# Can't print from Airport Express



## Fabiogump (Jul 17, 2001)

Okay I'm a little new to the network printing but I'm really stuck.

I have my new Printer(lexmark X5470) hooked up to my Airport Express. But, neither Airport nor lexmark's installers can find it on network. If I hook it to my macbook, it works fine.

Any ideas to what's going on?


----------



## Pensacola Tiger (Apr 23, 2006)

Fabiogump said:


> Okay I'm a little new to the network printing but I'm really stuck.
> 
> I have my new Printer(lexmark X5470) hooked up to my Airport Express. But, neither Airport nor lexmark's installers can find it on network. If I hook it to my macbook, it works fine.
> 
> Any ideas to what's going on?


Is this article, Printer troubleshooting for AirPort Extreme and AirPort Express, any help at all?


----------



## Fabiogump (Jul 17, 2001)

Nada. I have a feeling I have a setting off somewhere. It's not showing up in the airport admin utility.


----------



## Pensacola Tiger (Apr 23, 2006)

Fabiogump said:


> Nada. I have a feeling I have a setting off somewhere. It's not showing up in the airport admin utility.


Then you should do a reset and start over.


----------



## Fabiogump (Jul 17, 2001)

I wiped out the old installation and started again. The Install program still can't find the printed when connected to airport.
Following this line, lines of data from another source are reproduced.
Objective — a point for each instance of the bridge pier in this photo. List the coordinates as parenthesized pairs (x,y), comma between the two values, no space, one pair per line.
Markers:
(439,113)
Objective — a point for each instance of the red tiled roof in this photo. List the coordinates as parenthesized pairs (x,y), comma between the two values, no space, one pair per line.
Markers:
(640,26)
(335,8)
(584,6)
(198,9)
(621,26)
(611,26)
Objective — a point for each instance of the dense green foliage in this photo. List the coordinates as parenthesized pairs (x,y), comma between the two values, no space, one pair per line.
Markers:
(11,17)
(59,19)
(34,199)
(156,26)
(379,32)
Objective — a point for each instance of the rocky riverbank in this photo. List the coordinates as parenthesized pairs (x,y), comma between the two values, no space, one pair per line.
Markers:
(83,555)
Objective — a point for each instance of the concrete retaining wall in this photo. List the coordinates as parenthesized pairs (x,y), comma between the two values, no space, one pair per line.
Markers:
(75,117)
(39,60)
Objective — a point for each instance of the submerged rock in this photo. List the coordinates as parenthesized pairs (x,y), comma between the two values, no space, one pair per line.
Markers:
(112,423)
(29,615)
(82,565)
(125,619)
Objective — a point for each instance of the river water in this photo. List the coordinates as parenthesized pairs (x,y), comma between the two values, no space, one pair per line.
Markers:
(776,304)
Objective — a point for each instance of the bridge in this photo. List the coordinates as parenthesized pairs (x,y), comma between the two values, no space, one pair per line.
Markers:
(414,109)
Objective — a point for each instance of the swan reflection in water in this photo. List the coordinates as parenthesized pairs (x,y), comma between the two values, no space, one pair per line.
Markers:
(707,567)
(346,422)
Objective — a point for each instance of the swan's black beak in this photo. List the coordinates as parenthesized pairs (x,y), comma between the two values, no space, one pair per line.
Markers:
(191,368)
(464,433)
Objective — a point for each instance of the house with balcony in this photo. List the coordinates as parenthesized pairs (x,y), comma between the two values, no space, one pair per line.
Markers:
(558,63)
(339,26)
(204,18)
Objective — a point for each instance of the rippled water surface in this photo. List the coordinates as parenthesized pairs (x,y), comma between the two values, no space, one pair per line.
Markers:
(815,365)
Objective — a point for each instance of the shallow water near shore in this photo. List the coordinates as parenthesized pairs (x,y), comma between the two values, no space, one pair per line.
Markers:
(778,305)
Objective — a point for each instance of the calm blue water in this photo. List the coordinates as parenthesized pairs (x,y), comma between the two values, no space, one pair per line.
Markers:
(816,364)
I got a feeling I need to use generic drivers and setup it up manually. What IP address airport uses for the USB port?


----------



## Pensacola Tiger (Apr 23, 2006)

Fabiogump said:


> I wiped out the old installation and started again. The Install program still can't find the printed when connected to airport.
> 
> I got a feeling I need to use generic drivers and setup it up manually. What IP address airport uses for the USB port?


You've lost me there. My printer was listed without any problems.

Maybe somebody else has an idea.


----------